Divorce pour manquement au "devoir conjugal": la France condamnée par la CEDH
Une femme qui refuse des rapports sexuels à son mari ne doit pas être considérée par la justice comme "fautive" en cas de divorce, a tranché jeudi la Cour européenne des droits de l'homme (CEDH), qui a condamné la France.
La Cour a donné raison à la requérante, une Française de 69 ans dont le mari avait obtenu le divorce aux torts exclusifs de son épouse, au motif qu'elle avait cessé d'avoir des relations sexuelles avec lui depuis plusieurs années.
"J'espère que cette décision marquera un tournant dans la lutte pour les droits des femmes en France", a réagi celle-ci dans un communiqué transmis par l'une de ses deux avocates, Lilia Mhissen.
"Cette décision marque l'abolition du devoir conjugal et de la vision archaïque et canonique de la famille", a aussi salué Me Mhissen.
La Cour, qui siège à Strasbourg, a condamné la France pour violation de l'article 8 de la Convention européenne des droits de l'homme, relatif au droit au respect de la vie privée et familiale.
Dans son arrêt, la CEDH rappelle que "tout acte sexuel non consenti est constitutif d'une forme de violence sexuelle".
Constatant que le refus de se soumettre au devoir conjugal peut, dans les conditions prévues à l'article 242 du code civil, être considéré comme une faute justifiant le prononcé du divorce, la Cour souligne que "l'existence même d'une telle obligation matrimoniale est à la fois contraire à la liberté sexuelle et au droit de disposer de son corps et à l'obligation positive de prévention qui pèse sur les États contractants en matière de lutte contre les violences domestiques et sexuelles".
"La Cour ne saurait admettre, comme le suggère le gouvernement, que le consentement au mariage emporte un consentement aux relations sexuelles futures. Une telle justification serait de nature à ôter au viol conjugal son caractère répréhensible", insiste la CEDH.

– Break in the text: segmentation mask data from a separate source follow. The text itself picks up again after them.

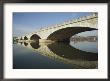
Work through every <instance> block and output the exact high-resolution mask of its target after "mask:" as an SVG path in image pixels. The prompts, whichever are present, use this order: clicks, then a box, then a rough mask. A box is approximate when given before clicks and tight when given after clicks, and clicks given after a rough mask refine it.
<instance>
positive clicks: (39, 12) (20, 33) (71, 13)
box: [13, 12, 97, 36]
mask: <svg viewBox="0 0 110 81" xmlns="http://www.w3.org/2000/svg"><path fill="white" fill-rule="evenodd" d="M90 14H92V13H90V12H14V13H13V35H14V36H22V35H25V34H27V33H30V32H34V31H37V30H39V29H40V28H46V27H48V26H49V25H54V24H57V23H62V22H64V21H68V20H70V19H76V18H79V17H81V16H86V15H90ZM96 33H97V32H96Z"/></svg>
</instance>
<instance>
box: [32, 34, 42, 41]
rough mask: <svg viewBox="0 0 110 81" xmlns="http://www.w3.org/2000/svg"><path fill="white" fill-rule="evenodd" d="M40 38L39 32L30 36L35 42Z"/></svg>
mask: <svg viewBox="0 0 110 81" xmlns="http://www.w3.org/2000/svg"><path fill="white" fill-rule="evenodd" d="M39 39H41V38H40V37H39V36H38V35H37V34H33V35H32V36H31V37H30V40H33V41H34V42H38V41H39Z"/></svg>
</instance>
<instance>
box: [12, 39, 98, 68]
mask: <svg viewBox="0 0 110 81" xmlns="http://www.w3.org/2000/svg"><path fill="white" fill-rule="evenodd" d="M97 48H98V47H97V41H95V42H88V41H83V42H81V41H80V42H70V44H68V43H39V44H38V43H29V42H27V43H26V42H21V43H17V44H13V68H14V69H72V68H73V69H78V68H81V69H83V68H90V69H92V68H97V67H98V64H97V63H98V53H97V52H98V49H97Z"/></svg>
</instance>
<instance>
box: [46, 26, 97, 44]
mask: <svg viewBox="0 0 110 81" xmlns="http://www.w3.org/2000/svg"><path fill="white" fill-rule="evenodd" d="M91 30H97V29H96V28H91V27H67V28H63V29H59V30H57V31H54V32H53V33H51V34H50V35H49V36H48V37H47V39H48V40H52V41H63V42H65V41H66V42H69V41H70V37H72V36H73V35H75V34H78V33H81V32H85V31H91Z"/></svg>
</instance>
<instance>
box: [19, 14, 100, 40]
mask: <svg viewBox="0 0 110 81" xmlns="http://www.w3.org/2000/svg"><path fill="white" fill-rule="evenodd" d="M97 29H98V14H97V13H93V14H91V15H89V16H83V17H80V18H78V19H73V20H69V21H66V22H63V23H60V24H56V25H53V26H49V27H46V28H43V29H41V30H39V31H36V32H33V33H30V34H27V35H25V36H21V37H18V39H19V41H39V42H55V41H63V42H64V41H69V40H70V37H72V36H73V35H75V34H78V33H80V32H84V31H91V30H97Z"/></svg>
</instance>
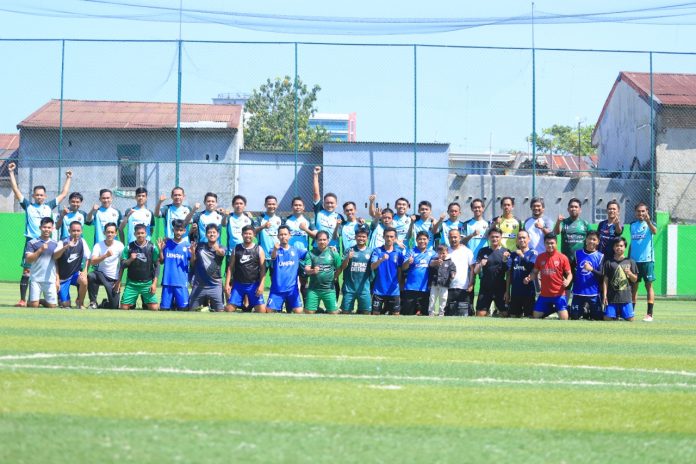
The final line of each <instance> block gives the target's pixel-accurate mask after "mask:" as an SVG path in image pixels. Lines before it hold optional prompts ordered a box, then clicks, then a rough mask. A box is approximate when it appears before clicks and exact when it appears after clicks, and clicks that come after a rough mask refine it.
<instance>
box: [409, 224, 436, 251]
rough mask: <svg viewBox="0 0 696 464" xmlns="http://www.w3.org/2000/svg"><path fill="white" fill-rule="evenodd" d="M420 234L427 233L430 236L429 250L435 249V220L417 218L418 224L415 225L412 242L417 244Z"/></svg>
mask: <svg viewBox="0 0 696 464" xmlns="http://www.w3.org/2000/svg"><path fill="white" fill-rule="evenodd" d="M418 232H425V233H427V234H428V248H433V247H434V246H435V235H434V234H433V218H428V219H423V218H421V217H418V218H416V222H414V223H413V236H412V240H411V241H412V242H413V243H414V244H415V243H416V237H418Z"/></svg>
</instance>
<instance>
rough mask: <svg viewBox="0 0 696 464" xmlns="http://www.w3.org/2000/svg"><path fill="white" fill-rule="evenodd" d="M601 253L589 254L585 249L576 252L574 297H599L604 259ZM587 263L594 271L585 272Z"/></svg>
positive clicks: (576, 251) (597, 252) (599, 252)
mask: <svg viewBox="0 0 696 464" xmlns="http://www.w3.org/2000/svg"><path fill="white" fill-rule="evenodd" d="M603 257H604V255H603V254H602V253H600V252H599V251H593V252H592V253H588V252H587V251H585V250H584V249H582V250H578V251H576V252H575V262H576V263H577V264H576V267H575V275H574V276H573V295H582V296H596V295H599V283H600V279H601V277H599V276H598V274H601V272H602V258H603ZM585 263H589V264H590V265H591V266H592V269H594V272H593V271H587V270H585Z"/></svg>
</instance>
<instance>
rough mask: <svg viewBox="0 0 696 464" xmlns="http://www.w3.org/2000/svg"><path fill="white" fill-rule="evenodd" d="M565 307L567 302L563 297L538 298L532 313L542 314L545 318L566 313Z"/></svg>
mask: <svg viewBox="0 0 696 464" xmlns="http://www.w3.org/2000/svg"><path fill="white" fill-rule="evenodd" d="M567 305H568V301H567V300H566V297H565V295H561V296H540V297H539V298H537V302H536V303H534V312H535V313H542V314H543V315H544V317H546V316H548V315H549V314H551V313H555V312H559V313H560V312H561V311H568V309H566V306H567Z"/></svg>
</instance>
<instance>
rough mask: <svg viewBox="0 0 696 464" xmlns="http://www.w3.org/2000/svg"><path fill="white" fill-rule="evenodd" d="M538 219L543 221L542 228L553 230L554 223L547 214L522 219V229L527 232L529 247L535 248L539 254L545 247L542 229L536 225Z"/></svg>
mask: <svg viewBox="0 0 696 464" xmlns="http://www.w3.org/2000/svg"><path fill="white" fill-rule="evenodd" d="M539 219H541V220H542V222H543V223H544V228H546V229H548V230H550V231H553V228H554V226H555V225H556V223H555V222H553V220H551V219H550V218H548V217H547V216H540V217H538V218H535V217H530V218H528V219H527V220H526V221H524V230H525V231H527V234H528V235H529V243H528V245H529V248H530V249H532V250H536V252H537V253H538V254H541V253H544V252H545V251H546V247H545V246H544V235H545V234H544V230H543V229H540V228H538V227H537V226H536V223H537V221H538V220H539Z"/></svg>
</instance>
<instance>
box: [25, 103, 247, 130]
mask: <svg viewBox="0 0 696 464" xmlns="http://www.w3.org/2000/svg"><path fill="white" fill-rule="evenodd" d="M241 114H242V107H241V106H240V105H212V104H194V103H182V104H181V123H182V126H188V127H191V126H192V125H195V126H197V127H209V128H210V127H213V128H234V129H236V128H239V126H240V123H241ZM59 123H60V100H51V101H49V102H48V103H46V104H45V105H44V106H42V107H41V108H39V109H38V110H36V111H35V112H34V113H32V114H31V115H29V116H28V117H27V118H26V119H25V120H24V121H22V122H20V123H19V124H18V125H17V127H18V128H23V127H32V128H57V127H59ZM63 128H68V129H175V128H176V103H155V102H128V101H91V100H63Z"/></svg>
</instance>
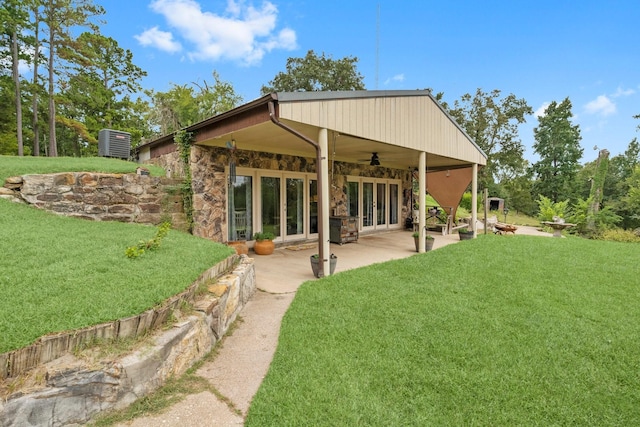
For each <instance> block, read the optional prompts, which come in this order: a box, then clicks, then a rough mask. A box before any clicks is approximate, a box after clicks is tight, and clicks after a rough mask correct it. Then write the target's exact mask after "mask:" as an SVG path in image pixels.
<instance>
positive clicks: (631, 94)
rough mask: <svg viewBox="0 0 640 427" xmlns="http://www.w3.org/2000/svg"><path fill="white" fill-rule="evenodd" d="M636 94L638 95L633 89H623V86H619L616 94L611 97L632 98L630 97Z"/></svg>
mask: <svg viewBox="0 0 640 427" xmlns="http://www.w3.org/2000/svg"><path fill="white" fill-rule="evenodd" d="M634 93H636V91H635V90H633V89H623V88H622V87H621V86H618V89H616V91H615V93H612V94H611V97H612V98H618V97H621V96H630V95H633V94H634Z"/></svg>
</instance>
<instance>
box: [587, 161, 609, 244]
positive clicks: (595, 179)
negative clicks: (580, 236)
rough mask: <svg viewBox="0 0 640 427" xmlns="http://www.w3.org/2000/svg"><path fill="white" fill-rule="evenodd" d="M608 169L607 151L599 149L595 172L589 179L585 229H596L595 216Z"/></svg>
mask: <svg viewBox="0 0 640 427" xmlns="http://www.w3.org/2000/svg"><path fill="white" fill-rule="evenodd" d="M608 171H609V151H608V150H600V153H599V154H598V160H597V162H596V173H595V175H594V177H593V179H592V180H591V191H590V193H589V208H588V210H587V230H589V231H590V232H595V231H596V222H595V218H596V216H597V215H598V212H600V205H601V204H602V198H603V190H604V181H605V179H606V177H607V172H608Z"/></svg>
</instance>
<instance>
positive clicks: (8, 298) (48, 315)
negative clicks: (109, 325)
mask: <svg viewBox="0 0 640 427" xmlns="http://www.w3.org/2000/svg"><path fill="white" fill-rule="evenodd" d="M7 159H9V158H7V157H1V156H0V168H2V169H0V170H1V172H0V174H1V175H2V176H0V178H2V179H4V178H5V177H7V176H12V175H20V174H22V173H24V172H20V169H19V168H17V167H16V166H15V163H12V164H11V165H10V166H9V167H8V168H7V169H4V166H6V163H3V162H6V161H7ZM11 159H16V158H11ZM39 160H44V162H43V165H44V166H43V167H41V168H40V169H37V168H33V170H31V169H30V170H29V173H36V172H37V171H38V170H39V171H41V172H43V173H44V172H52V170H51V169H56V168H58V167H59V165H54V167H53V168H49V167H47V165H48V164H54V163H55V162H53V161H52V160H51V159H46V158H45V159H35V160H34V158H29V159H28V160H24V162H25V163H24V164H32V163H33V162H36V163H37V162H38V161H39ZM79 160H81V159H79ZM93 160H94V161H96V164H95V165H94V167H93V168H85V166H81V165H80V164H79V163H78V164H75V163H74V162H73V160H72V161H71V163H74V165H71V166H66V167H64V168H60V169H63V170H69V167H73V166H77V167H79V168H80V169H75V170H96V169H97V170H99V171H105V172H116V171H114V170H113V169H111V168H110V165H109V164H111V163H112V162H111V161H109V160H110V159H93ZM100 160H107V162H104V163H103V162H100ZM22 161H23V160H22V159H19V162H22ZM60 162H61V163H65V164H67V165H68V164H69V160H68V159H60ZM115 162H116V163H125V164H126V165H128V166H126V167H127V168H128V169H129V171H130V172H131V171H134V170H135V168H136V167H137V165H135V164H132V163H126V162H121V161H115ZM9 163H11V162H9ZM105 165H106V166H105ZM41 166H42V165H41ZM117 166H118V167H117V169H119V171H121V172H126V171H127V170H125V169H126V168H125V169H123V167H122V165H121V164H118V165H117ZM8 171H10V172H8ZM156 231H157V228H156V227H150V226H144V225H136V224H122V223H118V222H92V221H85V220H80V219H75V218H67V217H62V216H58V215H55V214H51V213H48V212H45V211H41V210H38V209H36V208H33V207H30V206H27V205H19V204H16V203H13V202H10V201H7V200H2V199H0V313H1V314H2V315H0V353H4V352H7V351H10V350H13V349H16V348H20V347H23V346H25V345H28V344H30V343H32V342H33V341H34V340H36V339H37V338H38V337H40V336H42V335H45V334H47V333H50V332H57V331H63V330H69V329H75V328H81V327H85V326H88V325H93V324H98V323H102V322H106V321H112V320H115V319H118V318H123V317H127V316H132V315H135V314H139V313H141V312H143V311H145V310H146V309H149V308H151V307H153V306H154V305H156V304H158V303H160V302H162V301H164V300H165V299H166V298H169V297H170V296H172V295H175V294H177V293H179V292H181V291H182V290H184V289H186V288H187V287H189V286H190V285H191V283H193V281H194V280H195V279H196V278H198V276H200V274H201V273H202V272H204V271H205V270H207V269H208V268H210V267H212V266H213V265H215V264H216V263H217V262H219V261H221V260H222V259H224V258H226V257H227V256H229V255H230V254H232V253H233V249H231V248H228V247H227V246H224V245H221V244H218V243H214V242H212V241H209V240H206V239H201V238H197V237H194V236H192V235H190V234H186V233H182V232H179V231H170V232H169V234H168V235H167V236H166V237H165V238H164V239H163V240H162V243H161V246H160V247H159V248H158V249H157V250H155V251H153V252H148V253H146V254H144V255H143V256H141V257H139V258H136V259H130V258H127V256H126V255H125V250H126V248H127V247H129V246H132V245H135V244H136V243H138V241H140V240H149V239H151V238H153V237H154V236H155V234H156Z"/></svg>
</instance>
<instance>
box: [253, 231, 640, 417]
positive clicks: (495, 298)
mask: <svg viewBox="0 0 640 427" xmlns="http://www.w3.org/2000/svg"><path fill="white" fill-rule="evenodd" d="M634 249H635V248H634V247H633V246H631V245H629V244H623V243H614V242H601V241H590V240H584V239H578V238H567V239H552V238H539V237H532V236H513V237H509V238H504V236H494V235H488V236H480V237H479V238H477V239H475V240H473V241H468V242H463V243H460V244H457V245H450V246H447V247H444V248H441V249H439V250H437V251H433V252H430V253H427V254H420V255H416V256H413V257H410V258H406V259H402V260H397V261H391V262H388V263H384V264H377V265H372V266H369V267H366V268H361V269H357V270H351V271H345V272H342V273H340V274H338V275H335V276H330V277H328V278H325V279H323V280H321V281H314V282H308V283H305V284H304V285H302V286H301V288H300V289H299V291H298V293H297V295H296V298H295V300H294V302H293V304H292V305H291V307H290V309H289V311H288V312H287V313H286V315H285V318H284V319H283V323H282V328H281V335H280V340H279V346H278V349H277V351H276V354H275V357H274V360H273V363H272V365H271V368H270V370H269V372H268V374H267V376H266V378H265V380H264V382H263V384H262V386H261V387H260V389H259V391H258V393H257V395H256V396H255V398H254V400H253V402H252V405H251V408H250V411H249V414H248V417H247V420H246V425H247V426H254V425H260V426H270V425H274V426H275V425H278V426H280V425H317V426H323V425H326V426H343V425H344V426H351V425H372V426H373V425H376V426H378V425H379V426H387V425H416V426H418V425H419V426H423V425H598V426H604V425H638V424H639V423H640V406H639V405H637V402H638V401H639V400H640V328H638V325H639V324H640V310H639V309H638V306H637V301H638V299H639V298H640V277H639V276H638V274H637V253H635V252H634V251H633V250H634Z"/></svg>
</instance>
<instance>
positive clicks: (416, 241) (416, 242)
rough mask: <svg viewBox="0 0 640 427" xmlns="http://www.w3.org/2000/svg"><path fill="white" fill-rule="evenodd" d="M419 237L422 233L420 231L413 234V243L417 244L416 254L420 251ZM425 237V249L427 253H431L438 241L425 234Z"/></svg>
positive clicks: (416, 244)
mask: <svg viewBox="0 0 640 427" xmlns="http://www.w3.org/2000/svg"><path fill="white" fill-rule="evenodd" d="M418 237H420V233H419V232H418V231H416V232H414V233H413V241H414V243H415V244H416V252H418V251H419V242H418ZM424 237H425V245H424V248H425V250H426V251H430V250H431V249H433V243H434V242H435V240H436V239H434V238H433V236H432V235H431V234H425V236H424Z"/></svg>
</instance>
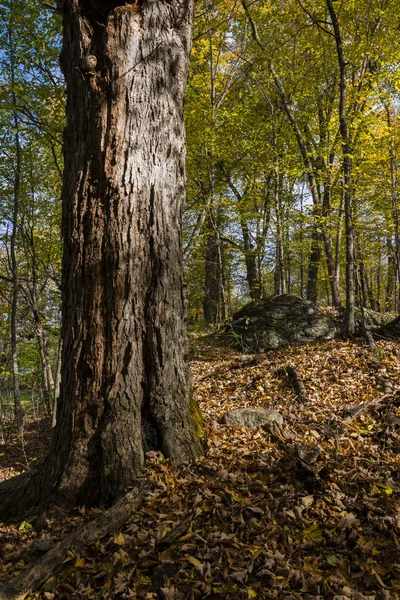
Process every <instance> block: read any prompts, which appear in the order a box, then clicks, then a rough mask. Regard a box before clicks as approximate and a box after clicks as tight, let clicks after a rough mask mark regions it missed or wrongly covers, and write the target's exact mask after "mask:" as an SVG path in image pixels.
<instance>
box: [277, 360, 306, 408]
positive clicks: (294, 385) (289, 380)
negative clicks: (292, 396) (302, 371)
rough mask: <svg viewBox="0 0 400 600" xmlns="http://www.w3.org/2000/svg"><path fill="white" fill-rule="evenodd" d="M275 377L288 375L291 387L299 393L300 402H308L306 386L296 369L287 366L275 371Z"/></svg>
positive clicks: (298, 395) (288, 365)
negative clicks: (304, 383)
mask: <svg viewBox="0 0 400 600" xmlns="http://www.w3.org/2000/svg"><path fill="white" fill-rule="evenodd" d="M275 375H279V376H282V375H287V377H288V380H289V383H290V385H291V386H292V387H293V389H294V391H295V392H296V393H297V398H298V400H299V401H300V402H307V400H308V394H307V390H306V386H305V385H304V382H303V380H302V378H301V377H300V375H299V373H298V372H297V371H296V369H295V368H294V367H292V366H290V365H285V366H284V367H282V368H281V369H278V370H277V371H275Z"/></svg>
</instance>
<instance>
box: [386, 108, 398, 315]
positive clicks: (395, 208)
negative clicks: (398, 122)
mask: <svg viewBox="0 0 400 600" xmlns="http://www.w3.org/2000/svg"><path fill="white" fill-rule="evenodd" d="M386 114H387V123H388V127H389V133H390V141H389V156H390V178H391V186H390V187H391V198H392V215H393V225H394V227H393V234H394V236H393V237H394V240H393V245H392V244H390V246H391V247H392V246H393V270H394V282H393V283H394V286H393V287H394V310H395V312H400V293H399V290H400V215H399V212H400V209H399V206H400V205H399V193H398V185H399V174H398V171H399V167H398V157H397V146H396V138H397V117H396V118H395V119H394V120H393V121H394V122H393V123H392V119H391V115H390V107H389V106H387V107H386Z"/></svg>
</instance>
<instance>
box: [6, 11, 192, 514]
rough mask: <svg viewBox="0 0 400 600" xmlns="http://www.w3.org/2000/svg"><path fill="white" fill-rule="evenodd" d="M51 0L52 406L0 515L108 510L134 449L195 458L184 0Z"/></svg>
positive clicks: (121, 487)
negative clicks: (58, 5)
mask: <svg viewBox="0 0 400 600" xmlns="http://www.w3.org/2000/svg"><path fill="white" fill-rule="evenodd" d="M61 4H62V6H61V7H60V8H61V9H62V11H63V18H64V38H63V50H62V55H61V65H62V69H63V71H64V74H65V77H66V82H67V98H68V101H67V127H66V131H65V137H64V144H65V173H64V185H63V238H64V264H63V281H62V302H63V325H62V334H63V349H62V381H61V392H60V402H59V406H58V411H57V424H56V428H55V432H54V434H53V436H52V447H51V449H50V452H49V455H48V457H47V459H46V460H45V462H44V465H43V467H42V468H41V469H40V470H39V471H37V473H36V474H35V475H34V476H33V478H32V479H31V481H30V483H29V484H28V488H27V489H25V491H24V496H23V498H22V499H20V500H19V501H15V500H14V504H13V506H12V507H11V508H10V510H9V511H8V517H10V513H11V514H12V512H13V511H16V513H18V512H22V508H23V507H25V508H26V506H29V505H32V504H40V505H41V506H42V508H43V507H46V505H47V503H48V502H49V501H54V500H56V501H57V502H58V503H63V504H66V505H72V504H77V503H78V504H91V505H93V504H102V505H110V504H112V503H113V502H114V501H115V500H116V499H117V498H118V497H120V496H121V495H122V493H123V491H124V490H125V489H126V488H127V487H128V486H130V485H132V483H133V482H134V481H135V479H136V478H137V477H138V475H139V473H140V471H141V469H142V467H143V464H144V460H145V453H146V452H147V451H149V450H162V451H163V452H164V454H165V455H166V456H168V457H171V458H172V459H173V460H174V461H176V462H183V461H187V460H190V459H194V458H195V457H196V456H198V455H199V454H200V453H201V442H200V437H199V428H198V425H199V424H198V413H197V410H196V405H195V403H194V401H193V400H192V396H191V385H190V372H189V369H188V366H187V362H186V350H187V348H186V331H185V330H186V328H185V319H186V311H185V302H184V295H183V282H182V256H181V255H182V251H181V209H182V203H183V201H184V197H185V167H184V160H185V143H184V127H183V98H184V90H185V85H186V80H187V71H188V63H189V54H190V42H191V30H192V12H193V1H192V0H173V1H171V0H142V1H139V2H133V3H132V2H131V3H128V4H125V3H119V2H115V1H106V2H102V3H97V2H94V1H89V0H64V2H62V3H61ZM21 507H22V508H21ZM3 512H4V511H3Z"/></svg>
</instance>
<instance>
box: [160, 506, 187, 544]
mask: <svg viewBox="0 0 400 600" xmlns="http://www.w3.org/2000/svg"><path fill="white" fill-rule="evenodd" d="M193 519H194V512H192V513H190V515H189V516H188V517H186V518H185V519H183V521H181V522H180V523H178V525H177V526H176V527H174V528H173V529H172V530H171V531H170V532H169V533H167V534H166V535H165V536H164V537H163V538H162V539H161V540H160V541H159V542H158V544H157V550H158V551H159V552H164V551H165V550H167V548H169V547H170V546H172V544H174V543H175V542H176V541H177V540H179V538H181V537H182V536H183V535H185V533H186V532H187V531H188V529H189V527H190V526H191V524H192V522H193Z"/></svg>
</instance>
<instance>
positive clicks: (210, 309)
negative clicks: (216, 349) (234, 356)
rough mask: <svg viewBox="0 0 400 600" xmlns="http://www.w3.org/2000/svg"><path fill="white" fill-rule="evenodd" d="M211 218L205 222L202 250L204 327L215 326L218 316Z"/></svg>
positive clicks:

- "Vision archaïque de la famille" -
La requérante, qui souhaite conserver l'anonymat, avait demandé le divorce en 2012.
En juillet 2018, le juge aux affaires familiales du tribunal de grande instance de Versailles avait estimé que le divorce ne pouvait pas être prononcé pour faute et que les problèmes de santé de l'épouse étaient de nature à justifier l'absence durable de sexualité au sein du couple.
Mais en 2019, la cour d'appel de Versailles avait prononcé le divorce aux torts exclusifs de l'épouse, retenant comme une "faute" son refus des "relations intimes avec son mari".
La requérante avait formé un pourvoi en cassation, qui avait été rejeté.
L'épouse avait saisi la CEDH en 2021, soutenue par le Collectif féministe contre le viol (CFCV) et la Fondation des femmes. "Il m'était impossible de l'accepter et d'en rester là", a-t-elle expliqué jeudi dans un communiqué.
"La décision de la Cour d'appel me condamnant était et est indigne d'une société civilisée car elle m'a refusé le droit de ne pas consentir à des relations sexuelles, me privant de ma liberté de décider de mon corps. Elle a conforté mon époux et tous les époux dans +un droit à imposer leur volonté+".
Se réjouissant de la décision de la CEDH, la sexagénaire, mère de quatre enfants, a estimé que "cette victoire est pour toutes les femmes qui comme moi, se retrouvent confrontées à des décisions judiciaires aberrantes et injustes, remettant en cause leur intégrité corporelle et leur droit à l'intimité".
L'une de ses avocates, Delphine Zoughebi a affirmé que "désormais, le mariage n'est plus une servitude sexuelle. Cette décision est d'autant plus fondamentale que près d'un viol sur deux est commis par le conjoint ou le concubin".